Strawberry Banana Cheesecake (Light or Full Fat Versions)
- Ready In:
- 1hr 40mins
- Ingredients:
- 11
- Yields:
-
1 Cheesecake
- Serves:
- 10
ingredients
-
CRUST
- 1 1⁄4 cups graham cracker crumbs
- 1 1⁄2 tablespoons melted butter
- 1 1⁄2 tablespoons liquid honey
-
STRAWBERRY and BANANA
- 2 (10 ounce) packages frozen strawberries, thawed and drained
- 1⁄4 - 1⁄3 cup sugar (to your preference)
- 1 tablespoon cornstarch
- 2 bananas
-
CAKE
- 3 (8 ounce) packages light cream cheese or (8 ounce) packages cream cheese, softened
- 1 (14 ounce) can low fat sweetened condensed milk or (14 ounce) can regular sweetened condensed milk
- 1⁄4 cup lemon juice
- 3 large eggs
directions
-
FOR CRUST:
- Put crumbs, melted butter, and honey in food processor and process until smooth.
- Spray 9-inch spring-form pan with cooking spray and press crumbs in pan.
- Bake at 350 for 10 minutes or until edges feel firm and dry.

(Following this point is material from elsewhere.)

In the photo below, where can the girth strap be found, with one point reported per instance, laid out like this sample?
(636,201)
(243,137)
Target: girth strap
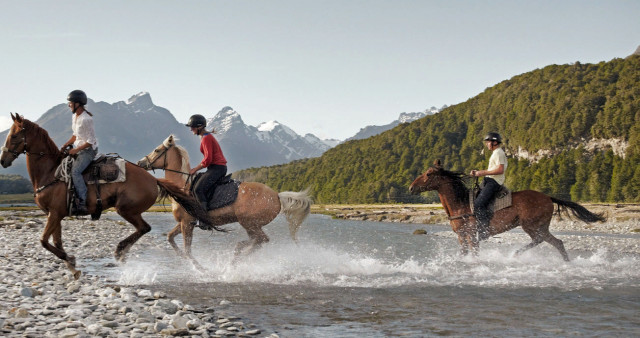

- Set aside until cool to the touch.
-
FOR STRAWBERRIES/BANANAS:
- In a food processor, combine strawberries, sugar, and cornstarch; cover and process until smooth.
- Pour into a saucepan; bring to a boil on medium-low.
- Boil and stir for 2 minutes. Cover sauce and refridgerate until needed.
- Cut two bananas into even slices, and set aside.
-
FOR CHEESCAKE:
- In a mixing bowl, beat cream cheese until light and fluffy.
- Gradually beat in condensed milk. Add lemon juice; mix well. Add eggs, beat on low until just combined.
-
FOR ASSEMBALY:
- Pour half of the cream cheese mixture over crust.
- using 1/2 teaspoonfulls, carefully drop a thin layer of strawberry sause over the first layer of cream cheese. cover with an ever layer of slices bananas. Carefully spoon remaining cream cheese mixture over sauce.
- Drop more strawberry sauce by 1/2 teaspoonfuls on top. With a butter knife, cut through top layer only to swirl strawberry sauce.
- Cover remaining strawberry sauce and refrigerate. Come serving, warm sauce in the microwave. If it has thickened excessively, add some water to make it pourable.
- Bake cheesecake at 300 degrees F for 45-50 minutes or until center is almost set. You may need to bake a touch if using the lower-fat ingrediants.
- Cool on a wire rack for 10 minutes. Carefully run a knife around edge of pan to loosen; cool 1 hour longer. Refrigerate overnight. Remove side of pan and serve with strawberry sauce.